COMBO ANALYSIS TITLE AND SECURITIZATION
Bank of America Corp’s
Countrywide mortgage unit is being sued for Fraud!
Investors claiming they were victimized by Bank of America’s Countrywide in a “massive fraud” when they bought mortgage-backed securities.
“Investors now seem to be conforming their allegations to those set forth on my blog 3 years ago — that they were not just sold an empty bag — it was more like they were sold a holographic image of an empty bag. The obvious fraud here extends much further than investors who purchased bogus mortgage backed securities. In order to complete the scheme they were required to lie not only to the investors who supplied the money, but the borrowers as well who were taking it. The common denominator is the use of a third party rating or appraisal upon which everyone hung their hat for “plausible deniability.” Now the deniability is not so plausible. The rating of the bogus securities and the appraisal of the property did not make the securities or property value any more real than it would have been without the made-as -instructed rating or appraisal.
They now seek to again make real what is unreal — the chain of title. This cannot be done without putting ALL TITLE to ALL PROPERTY under a cloud. The substance of the transaction was that investors advanced money to investment bankers and homeowners in the expectation of getting it back along with a return. The terms of that transaction were neither disclosed to the investor, disclosed to the borrower nor described in the promissory note executed by the homeowner. Thus the actual transaction is undocumented and hence unsecured, and the transaction described in the note and mortgage does not exist.
An examination of title immediately following any auction sale corroborates the fact that the investors and the homeowners are kept in the dark through the bitter end, at which point they are both told they have a loss and they must live with it.”

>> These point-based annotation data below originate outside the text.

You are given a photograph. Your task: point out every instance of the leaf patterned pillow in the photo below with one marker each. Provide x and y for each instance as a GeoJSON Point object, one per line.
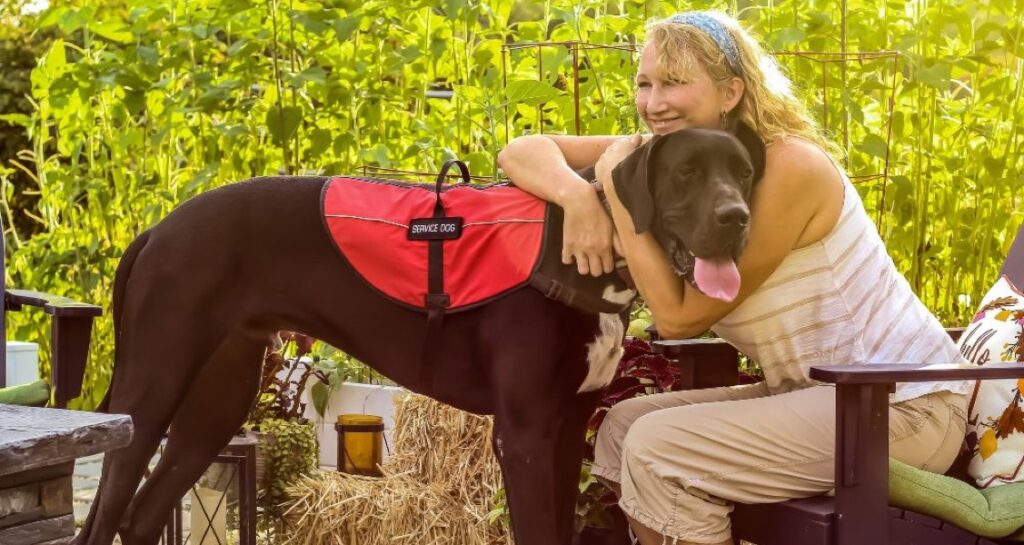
{"type": "Point", "coordinates": [995, 415]}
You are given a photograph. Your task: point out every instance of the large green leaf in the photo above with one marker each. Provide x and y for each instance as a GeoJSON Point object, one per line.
{"type": "Point", "coordinates": [283, 122]}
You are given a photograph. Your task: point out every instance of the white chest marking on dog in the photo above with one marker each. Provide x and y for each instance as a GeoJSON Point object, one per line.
{"type": "Point", "coordinates": [603, 354]}
{"type": "Point", "coordinates": [617, 297]}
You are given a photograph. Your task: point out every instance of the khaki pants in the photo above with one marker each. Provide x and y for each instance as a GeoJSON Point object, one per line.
{"type": "Point", "coordinates": [683, 457]}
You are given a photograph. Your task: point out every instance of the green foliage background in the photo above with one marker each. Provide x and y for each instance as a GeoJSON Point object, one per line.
{"type": "Point", "coordinates": [137, 107]}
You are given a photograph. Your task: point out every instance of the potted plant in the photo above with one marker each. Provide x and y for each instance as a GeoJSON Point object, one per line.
{"type": "Point", "coordinates": [288, 447]}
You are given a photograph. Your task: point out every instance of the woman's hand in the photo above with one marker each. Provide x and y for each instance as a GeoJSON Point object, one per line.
{"type": "Point", "coordinates": [587, 234]}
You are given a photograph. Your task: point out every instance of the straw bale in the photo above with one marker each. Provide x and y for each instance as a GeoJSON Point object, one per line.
{"type": "Point", "coordinates": [438, 486]}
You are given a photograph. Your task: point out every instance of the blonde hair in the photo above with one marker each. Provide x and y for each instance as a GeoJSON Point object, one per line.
{"type": "Point", "coordinates": [767, 103]}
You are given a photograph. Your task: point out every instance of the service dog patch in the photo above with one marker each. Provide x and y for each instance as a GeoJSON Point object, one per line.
{"type": "Point", "coordinates": [435, 228]}
{"type": "Point", "coordinates": [493, 237]}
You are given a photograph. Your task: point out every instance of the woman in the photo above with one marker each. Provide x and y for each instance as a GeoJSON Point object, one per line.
{"type": "Point", "coordinates": [817, 288]}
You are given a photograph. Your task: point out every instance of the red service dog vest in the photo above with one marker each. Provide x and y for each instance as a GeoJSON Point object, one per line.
{"type": "Point", "coordinates": [492, 237]}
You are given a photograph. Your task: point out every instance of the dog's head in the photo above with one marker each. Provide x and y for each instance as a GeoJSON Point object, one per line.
{"type": "Point", "coordinates": [691, 189]}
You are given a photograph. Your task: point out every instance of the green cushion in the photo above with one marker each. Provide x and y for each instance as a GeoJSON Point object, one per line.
{"type": "Point", "coordinates": [993, 512]}
{"type": "Point", "coordinates": [31, 394]}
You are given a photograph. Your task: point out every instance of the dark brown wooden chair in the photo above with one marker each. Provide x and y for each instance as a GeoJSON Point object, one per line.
{"type": "Point", "coordinates": [70, 333]}
{"type": "Point", "coordinates": [859, 513]}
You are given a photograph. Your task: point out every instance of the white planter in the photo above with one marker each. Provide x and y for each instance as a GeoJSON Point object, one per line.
{"type": "Point", "coordinates": [23, 363]}
{"type": "Point", "coordinates": [352, 397]}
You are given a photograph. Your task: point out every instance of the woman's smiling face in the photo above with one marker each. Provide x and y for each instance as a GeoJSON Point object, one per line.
{"type": "Point", "coordinates": [667, 105]}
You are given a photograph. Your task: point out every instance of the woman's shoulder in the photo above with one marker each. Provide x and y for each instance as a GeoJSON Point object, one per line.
{"type": "Point", "coordinates": [797, 167]}
{"type": "Point", "coordinates": [794, 155]}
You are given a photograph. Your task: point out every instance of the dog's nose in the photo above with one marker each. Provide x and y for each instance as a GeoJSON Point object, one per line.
{"type": "Point", "coordinates": [732, 215]}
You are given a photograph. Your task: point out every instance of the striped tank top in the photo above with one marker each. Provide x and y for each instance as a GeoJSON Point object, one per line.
{"type": "Point", "coordinates": [838, 301]}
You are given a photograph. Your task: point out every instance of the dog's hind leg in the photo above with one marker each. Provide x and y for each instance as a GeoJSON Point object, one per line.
{"type": "Point", "coordinates": [540, 420]}
{"type": "Point", "coordinates": [213, 410]}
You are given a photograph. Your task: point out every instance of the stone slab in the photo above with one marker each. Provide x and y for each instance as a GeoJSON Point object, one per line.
{"type": "Point", "coordinates": [35, 501]}
{"type": "Point", "coordinates": [32, 437]}
{"type": "Point", "coordinates": [46, 531]}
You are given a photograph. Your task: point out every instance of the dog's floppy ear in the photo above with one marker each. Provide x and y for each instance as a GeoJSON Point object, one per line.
{"type": "Point", "coordinates": [755, 147]}
{"type": "Point", "coordinates": [633, 184]}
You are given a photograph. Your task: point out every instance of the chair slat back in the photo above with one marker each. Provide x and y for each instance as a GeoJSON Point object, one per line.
{"type": "Point", "coordinates": [1014, 266]}
{"type": "Point", "coordinates": [3, 308]}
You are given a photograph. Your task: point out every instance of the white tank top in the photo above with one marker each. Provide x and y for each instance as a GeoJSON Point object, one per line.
{"type": "Point", "coordinates": [839, 301]}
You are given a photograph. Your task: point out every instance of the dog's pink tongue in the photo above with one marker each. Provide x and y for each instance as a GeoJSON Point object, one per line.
{"type": "Point", "coordinates": [717, 278]}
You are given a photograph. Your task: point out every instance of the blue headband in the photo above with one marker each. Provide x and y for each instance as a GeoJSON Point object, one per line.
{"type": "Point", "coordinates": [716, 31]}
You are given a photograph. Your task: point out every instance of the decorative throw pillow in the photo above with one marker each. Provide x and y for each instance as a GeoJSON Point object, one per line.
{"type": "Point", "coordinates": [995, 413]}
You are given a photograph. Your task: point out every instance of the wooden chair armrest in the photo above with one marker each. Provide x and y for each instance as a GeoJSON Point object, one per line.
{"type": "Point", "coordinates": [893, 373]}
{"type": "Point", "coordinates": [862, 434]}
{"type": "Point", "coordinates": [51, 304]}
{"type": "Point", "coordinates": [71, 331]}
{"type": "Point", "coordinates": [670, 348]}
{"type": "Point", "coordinates": [702, 363]}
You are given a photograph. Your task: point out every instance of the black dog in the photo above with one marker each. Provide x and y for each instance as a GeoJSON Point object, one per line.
{"type": "Point", "coordinates": [198, 297]}
{"type": "Point", "coordinates": [691, 190]}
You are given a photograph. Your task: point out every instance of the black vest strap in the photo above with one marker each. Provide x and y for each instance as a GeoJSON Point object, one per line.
{"type": "Point", "coordinates": [436, 300]}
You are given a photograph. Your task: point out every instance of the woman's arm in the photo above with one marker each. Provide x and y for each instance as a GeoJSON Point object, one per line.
{"type": "Point", "coordinates": [544, 166]}
{"type": "Point", "coordinates": [799, 180]}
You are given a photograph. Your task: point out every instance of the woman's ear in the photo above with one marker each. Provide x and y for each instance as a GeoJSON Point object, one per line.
{"type": "Point", "coordinates": [732, 92]}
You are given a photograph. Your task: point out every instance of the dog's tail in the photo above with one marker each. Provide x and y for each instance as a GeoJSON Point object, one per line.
{"type": "Point", "coordinates": [120, 285]}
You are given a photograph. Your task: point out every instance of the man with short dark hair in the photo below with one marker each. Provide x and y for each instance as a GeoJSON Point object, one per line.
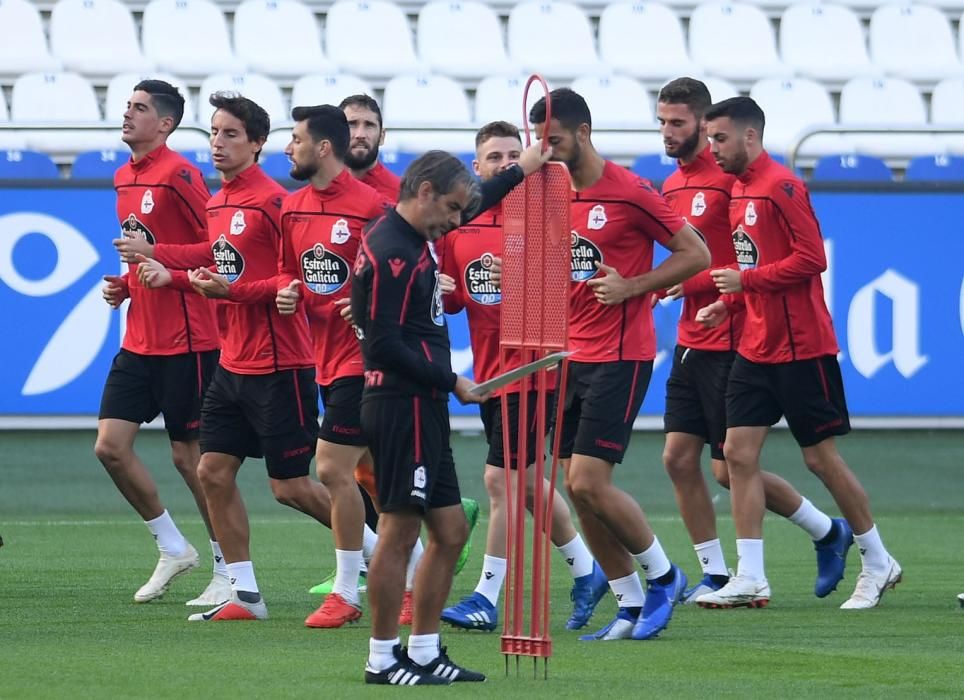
{"type": "Point", "coordinates": [262, 399]}
{"type": "Point", "coordinates": [170, 343]}
{"type": "Point", "coordinates": [696, 390]}
{"type": "Point", "coordinates": [396, 305]}
{"type": "Point", "coordinates": [616, 217]}
{"type": "Point", "coordinates": [321, 228]}
{"type": "Point", "coordinates": [786, 363]}
{"type": "Point", "coordinates": [467, 256]}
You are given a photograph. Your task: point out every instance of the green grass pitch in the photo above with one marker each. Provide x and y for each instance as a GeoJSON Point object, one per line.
{"type": "Point", "coordinates": [75, 552]}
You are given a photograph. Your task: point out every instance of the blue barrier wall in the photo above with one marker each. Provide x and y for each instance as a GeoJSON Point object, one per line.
{"type": "Point", "coordinates": [895, 286]}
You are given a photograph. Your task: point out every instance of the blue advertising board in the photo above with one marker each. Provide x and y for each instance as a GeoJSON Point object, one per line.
{"type": "Point", "coordinates": [895, 287]}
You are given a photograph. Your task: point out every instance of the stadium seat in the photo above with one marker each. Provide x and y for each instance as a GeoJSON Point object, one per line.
{"type": "Point", "coordinates": [936, 168]}
{"type": "Point", "coordinates": [824, 42]}
{"type": "Point", "coordinates": [654, 167]}
{"type": "Point", "coordinates": [256, 87]}
{"type": "Point", "coordinates": [370, 38]}
{"type": "Point", "coordinates": [97, 165]}
{"type": "Point", "coordinates": [432, 101]}
{"type": "Point", "coordinates": [734, 41]}
{"type": "Point", "coordinates": [27, 165]}
{"type": "Point", "coordinates": [913, 42]}
{"type": "Point", "coordinates": [24, 46]}
{"type": "Point", "coordinates": [327, 89]}
{"type": "Point", "coordinates": [852, 168]}
{"type": "Point", "coordinates": [446, 29]}
{"type": "Point", "coordinates": [279, 38]}
{"type": "Point", "coordinates": [188, 38]}
{"type": "Point", "coordinates": [791, 105]}
{"type": "Point", "coordinates": [883, 103]}
{"type": "Point", "coordinates": [96, 38]}
{"type": "Point", "coordinates": [554, 39]}
{"type": "Point", "coordinates": [644, 40]}
{"type": "Point", "coordinates": [618, 102]}
{"type": "Point", "coordinates": [500, 98]}
{"type": "Point", "coordinates": [60, 99]}
{"type": "Point", "coordinates": [947, 109]}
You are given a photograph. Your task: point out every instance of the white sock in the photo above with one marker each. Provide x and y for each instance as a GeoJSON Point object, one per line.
{"type": "Point", "coordinates": [493, 575]}
{"type": "Point", "coordinates": [628, 591]}
{"type": "Point", "coordinates": [873, 554]}
{"type": "Point", "coordinates": [347, 566]}
{"type": "Point", "coordinates": [220, 568]}
{"type": "Point", "coordinates": [241, 575]}
{"type": "Point", "coordinates": [169, 538]}
{"type": "Point", "coordinates": [369, 540]}
{"type": "Point", "coordinates": [653, 561]}
{"type": "Point", "coordinates": [577, 556]}
{"type": "Point", "coordinates": [417, 551]}
{"type": "Point", "coordinates": [710, 554]}
{"type": "Point", "coordinates": [423, 648]}
{"type": "Point", "coordinates": [750, 559]}
{"type": "Point", "coordinates": [812, 520]}
{"type": "Point", "coordinates": [381, 653]}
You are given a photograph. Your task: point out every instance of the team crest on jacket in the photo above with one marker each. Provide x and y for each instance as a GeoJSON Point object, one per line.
{"type": "Point", "coordinates": [228, 259]}
{"type": "Point", "coordinates": [698, 205]}
{"type": "Point", "coordinates": [134, 228]}
{"type": "Point", "coordinates": [747, 254]}
{"type": "Point", "coordinates": [237, 223]}
{"type": "Point", "coordinates": [147, 202]}
{"type": "Point", "coordinates": [323, 271]}
{"type": "Point", "coordinates": [597, 218]}
{"type": "Point", "coordinates": [749, 216]}
{"type": "Point", "coordinates": [340, 232]}
{"type": "Point", "coordinates": [585, 255]}
{"type": "Point", "coordinates": [478, 281]}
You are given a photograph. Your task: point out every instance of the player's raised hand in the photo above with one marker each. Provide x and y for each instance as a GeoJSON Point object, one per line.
{"type": "Point", "coordinates": [532, 158]}
{"type": "Point", "coordinates": [129, 245]}
{"type": "Point", "coordinates": [610, 287]}
{"type": "Point", "coordinates": [463, 391]}
{"type": "Point", "coordinates": [151, 273]}
{"type": "Point", "coordinates": [712, 315]}
{"type": "Point", "coordinates": [287, 299]}
{"type": "Point", "coordinates": [115, 291]}
{"type": "Point", "coordinates": [727, 280]}
{"type": "Point", "coordinates": [209, 284]}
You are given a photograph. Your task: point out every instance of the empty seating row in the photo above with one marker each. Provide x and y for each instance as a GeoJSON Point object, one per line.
{"type": "Point", "coordinates": [424, 110]}
{"type": "Point", "coordinates": [464, 39]}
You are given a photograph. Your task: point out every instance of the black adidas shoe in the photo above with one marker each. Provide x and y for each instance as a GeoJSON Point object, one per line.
{"type": "Point", "coordinates": [403, 672]}
{"type": "Point", "coordinates": [444, 667]}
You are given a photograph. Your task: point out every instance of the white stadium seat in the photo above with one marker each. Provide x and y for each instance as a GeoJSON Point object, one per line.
{"type": "Point", "coordinates": [447, 29]}
{"type": "Point", "coordinates": [791, 105]}
{"type": "Point", "coordinates": [825, 42]}
{"type": "Point", "coordinates": [554, 39]}
{"type": "Point", "coordinates": [327, 89]}
{"type": "Point", "coordinates": [885, 102]}
{"type": "Point", "coordinates": [188, 38]}
{"type": "Point", "coordinates": [96, 37]}
{"type": "Point", "coordinates": [59, 99]}
{"type": "Point", "coordinates": [279, 38]}
{"type": "Point", "coordinates": [913, 42]}
{"type": "Point", "coordinates": [734, 41]}
{"type": "Point", "coordinates": [618, 102]}
{"type": "Point", "coordinates": [370, 38]}
{"type": "Point", "coordinates": [24, 47]}
{"type": "Point", "coordinates": [644, 40]}
{"type": "Point", "coordinates": [947, 109]}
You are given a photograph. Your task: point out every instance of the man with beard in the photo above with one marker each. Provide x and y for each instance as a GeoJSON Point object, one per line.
{"type": "Point", "coordinates": [321, 228]}
{"type": "Point", "coordinates": [170, 343]}
{"type": "Point", "coordinates": [696, 390]}
{"type": "Point", "coordinates": [786, 363]}
{"type": "Point", "coordinates": [616, 217]}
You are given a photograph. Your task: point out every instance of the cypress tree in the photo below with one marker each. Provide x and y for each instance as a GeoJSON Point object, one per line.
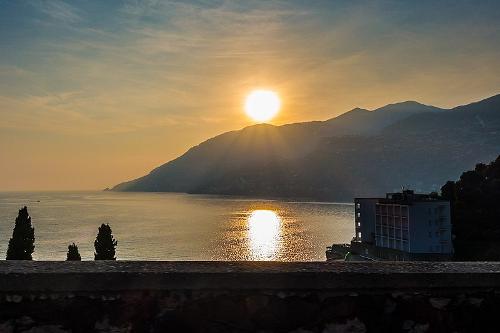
{"type": "Point", "coordinates": [22, 243]}
{"type": "Point", "coordinates": [73, 254]}
{"type": "Point", "coordinates": [105, 244]}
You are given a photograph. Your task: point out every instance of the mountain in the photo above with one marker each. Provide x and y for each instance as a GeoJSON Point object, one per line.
{"type": "Point", "coordinates": [359, 153]}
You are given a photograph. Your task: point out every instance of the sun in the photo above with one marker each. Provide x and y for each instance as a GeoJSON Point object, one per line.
{"type": "Point", "coordinates": [262, 105]}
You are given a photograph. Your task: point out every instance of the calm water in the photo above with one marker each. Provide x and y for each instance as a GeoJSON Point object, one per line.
{"type": "Point", "coordinates": [165, 226]}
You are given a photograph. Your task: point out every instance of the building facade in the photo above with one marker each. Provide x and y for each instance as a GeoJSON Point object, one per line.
{"type": "Point", "coordinates": [403, 226]}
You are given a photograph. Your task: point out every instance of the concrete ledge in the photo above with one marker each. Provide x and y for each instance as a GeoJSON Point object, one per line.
{"type": "Point", "coordinates": [339, 276]}
{"type": "Point", "coordinates": [154, 297]}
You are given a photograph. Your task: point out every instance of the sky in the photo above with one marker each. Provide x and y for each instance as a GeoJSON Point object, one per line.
{"type": "Point", "coordinates": [93, 93]}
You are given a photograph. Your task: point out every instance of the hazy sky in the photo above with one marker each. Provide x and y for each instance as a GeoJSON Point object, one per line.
{"type": "Point", "coordinates": [96, 92]}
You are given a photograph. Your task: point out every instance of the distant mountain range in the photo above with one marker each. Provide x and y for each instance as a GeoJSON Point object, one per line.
{"type": "Point", "coordinates": [359, 153]}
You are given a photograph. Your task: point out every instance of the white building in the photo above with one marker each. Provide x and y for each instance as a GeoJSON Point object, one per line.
{"type": "Point", "coordinates": [403, 226]}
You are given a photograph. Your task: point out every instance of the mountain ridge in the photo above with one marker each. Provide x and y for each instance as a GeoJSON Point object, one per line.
{"type": "Point", "coordinates": [337, 158]}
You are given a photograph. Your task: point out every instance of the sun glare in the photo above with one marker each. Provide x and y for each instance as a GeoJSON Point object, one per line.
{"type": "Point", "coordinates": [262, 105]}
{"type": "Point", "coordinates": [264, 232]}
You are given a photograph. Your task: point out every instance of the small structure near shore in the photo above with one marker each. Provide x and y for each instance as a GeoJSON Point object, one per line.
{"type": "Point", "coordinates": [400, 227]}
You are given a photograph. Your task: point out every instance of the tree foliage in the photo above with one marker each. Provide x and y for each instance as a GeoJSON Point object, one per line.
{"type": "Point", "coordinates": [22, 243]}
{"type": "Point", "coordinates": [105, 244]}
{"type": "Point", "coordinates": [475, 212]}
{"type": "Point", "coordinates": [73, 254]}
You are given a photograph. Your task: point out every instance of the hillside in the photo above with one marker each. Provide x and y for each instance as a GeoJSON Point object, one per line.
{"type": "Point", "coordinates": [358, 153]}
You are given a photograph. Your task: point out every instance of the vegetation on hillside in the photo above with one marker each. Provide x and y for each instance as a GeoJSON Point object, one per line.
{"type": "Point", "coordinates": [105, 244]}
{"type": "Point", "coordinates": [73, 254]}
{"type": "Point", "coordinates": [475, 210]}
{"type": "Point", "coordinates": [22, 243]}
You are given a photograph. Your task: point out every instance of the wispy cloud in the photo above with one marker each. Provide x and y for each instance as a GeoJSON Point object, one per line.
{"type": "Point", "coordinates": [58, 10]}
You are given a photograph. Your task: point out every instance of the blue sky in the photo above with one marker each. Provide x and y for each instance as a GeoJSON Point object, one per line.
{"type": "Point", "coordinates": [95, 92]}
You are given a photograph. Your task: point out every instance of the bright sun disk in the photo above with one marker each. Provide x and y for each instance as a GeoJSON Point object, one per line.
{"type": "Point", "coordinates": [262, 105]}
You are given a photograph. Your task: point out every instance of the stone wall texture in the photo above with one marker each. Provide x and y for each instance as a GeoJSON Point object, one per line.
{"type": "Point", "coordinates": [249, 297]}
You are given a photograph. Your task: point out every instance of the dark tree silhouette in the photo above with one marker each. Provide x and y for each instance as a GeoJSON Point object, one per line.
{"type": "Point", "coordinates": [105, 244]}
{"type": "Point", "coordinates": [22, 243]}
{"type": "Point", "coordinates": [475, 212]}
{"type": "Point", "coordinates": [73, 254]}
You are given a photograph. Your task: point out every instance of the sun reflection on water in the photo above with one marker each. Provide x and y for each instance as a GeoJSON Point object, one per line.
{"type": "Point", "coordinates": [264, 231]}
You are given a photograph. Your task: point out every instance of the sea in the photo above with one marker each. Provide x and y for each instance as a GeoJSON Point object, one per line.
{"type": "Point", "coordinates": [173, 226]}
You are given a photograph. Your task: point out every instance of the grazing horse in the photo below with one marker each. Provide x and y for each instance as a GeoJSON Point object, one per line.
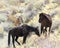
{"type": "Point", "coordinates": [46, 21]}
{"type": "Point", "coordinates": [16, 21]}
{"type": "Point", "coordinates": [22, 31]}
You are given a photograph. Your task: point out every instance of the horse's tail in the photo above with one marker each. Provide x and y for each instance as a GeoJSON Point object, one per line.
{"type": "Point", "coordinates": [9, 38]}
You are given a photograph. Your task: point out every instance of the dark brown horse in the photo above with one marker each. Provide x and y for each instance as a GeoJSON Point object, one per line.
{"type": "Point", "coordinates": [46, 21]}
{"type": "Point", "coordinates": [22, 31]}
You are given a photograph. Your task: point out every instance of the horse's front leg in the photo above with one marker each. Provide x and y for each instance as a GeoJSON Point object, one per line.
{"type": "Point", "coordinates": [17, 39]}
{"type": "Point", "coordinates": [13, 41]}
{"type": "Point", "coordinates": [24, 39]}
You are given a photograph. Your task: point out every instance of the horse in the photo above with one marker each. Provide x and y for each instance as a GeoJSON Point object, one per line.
{"type": "Point", "coordinates": [21, 31]}
{"type": "Point", "coordinates": [46, 21]}
{"type": "Point", "coordinates": [16, 21]}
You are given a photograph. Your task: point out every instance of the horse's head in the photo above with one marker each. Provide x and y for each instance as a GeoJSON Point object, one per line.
{"type": "Point", "coordinates": [41, 17]}
{"type": "Point", "coordinates": [37, 31]}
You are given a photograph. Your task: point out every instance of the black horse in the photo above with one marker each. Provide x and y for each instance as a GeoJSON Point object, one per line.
{"type": "Point", "coordinates": [22, 31]}
{"type": "Point", "coordinates": [46, 21]}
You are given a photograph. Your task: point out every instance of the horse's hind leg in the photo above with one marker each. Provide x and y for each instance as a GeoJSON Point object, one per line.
{"type": "Point", "coordinates": [41, 29]}
{"type": "Point", "coordinates": [17, 39]}
{"type": "Point", "coordinates": [13, 41]}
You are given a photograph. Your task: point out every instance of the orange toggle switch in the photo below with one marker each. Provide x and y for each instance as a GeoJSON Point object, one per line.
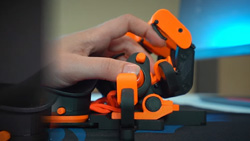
{"type": "Point", "coordinates": [140, 58]}
{"type": "Point", "coordinates": [61, 111]}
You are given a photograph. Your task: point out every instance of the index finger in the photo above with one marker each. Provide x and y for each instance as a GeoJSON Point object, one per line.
{"type": "Point", "coordinates": [118, 27]}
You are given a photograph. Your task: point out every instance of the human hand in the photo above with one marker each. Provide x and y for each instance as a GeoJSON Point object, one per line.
{"type": "Point", "coordinates": [85, 55]}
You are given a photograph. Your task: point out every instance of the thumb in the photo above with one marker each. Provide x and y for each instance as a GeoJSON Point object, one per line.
{"type": "Point", "coordinates": [105, 68]}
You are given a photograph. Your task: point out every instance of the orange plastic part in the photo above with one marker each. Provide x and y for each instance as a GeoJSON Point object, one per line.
{"type": "Point", "coordinates": [65, 119]}
{"type": "Point", "coordinates": [4, 135]}
{"type": "Point", "coordinates": [140, 79]}
{"type": "Point", "coordinates": [172, 28]}
{"type": "Point", "coordinates": [99, 105]}
{"type": "Point", "coordinates": [126, 80]}
{"type": "Point", "coordinates": [166, 108]}
{"type": "Point", "coordinates": [140, 58]}
{"type": "Point", "coordinates": [61, 111]}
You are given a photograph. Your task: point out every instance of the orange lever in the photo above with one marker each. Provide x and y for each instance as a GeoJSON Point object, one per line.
{"type": "Point", "coordinates": [126, 80]}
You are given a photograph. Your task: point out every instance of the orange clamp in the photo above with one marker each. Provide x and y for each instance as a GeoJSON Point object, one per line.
{"type": "Point", "coordinates": [126, 80]}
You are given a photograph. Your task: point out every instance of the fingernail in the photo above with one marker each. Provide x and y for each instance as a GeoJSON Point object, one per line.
{"type": "Point", "coordinates": [131, 68]}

— Neil F Garfield, 1-28-11
REUTERS: 12 companies in New York, including New York Life Insurance Co and Dexia Holdings Inc, filed a lawsuit on Monday, January 23, against Bank of America and Countrywide for fraud (The case is Dexia Holdings Inc et al v. Countrywide Financial Corp et al, New York State Supreme Court, New York County, No. 650185/2011.) The plaintiffs are claiming that the millions of dollars that they had invested in what they were told was safe and performing investments were actually junk. To make matters worse, the lawsuit alleges that Countrywide devalued the investment even more by failing to follow its own underwriting rules.
Reuters reports that “According to the complaint, the investors bought hundreds of millions of dollars of Countrywide securities from 2005 to 2007 that they thought were “conservative, low-risk investments.” However, most of the securities now carry “junk” credit ratings rather than the “triple-A” ratings they once had, resulting in “significant losses.”
As a result, the plaintiffs want compensatory and punitive damages. The lawsuit alleges Countrywide “was an enterprise driven by only one purpose – to originate and securitize as many mortgage loans as possible into (mortgage-backed securities) to generate profits for the Countrywide defendants, without regard to the investors that relied on the critical, false information provided to them.”
This claim of fraud is not new to Countrywide. Countrywide’s Chief Executive Angelo Mozilo’s attorney, David Siegel, said the lawsuit has no basis in law or fact. Of course, with Countrywide’s recent losses in the courtroom lately, the investors may have a case. Remember, in October, Mozilo and Countrywide agreed to a $67.5 million settlement of a U.S. Securities and Exchange Commission civil fraud lawsuit accusing him of misleading investors.
Also, the insurer Allstate Corp sued Bank of America last month over the alleged misrepresentation of risks on more than $700 million of mortgage debt it bought from Countrywide.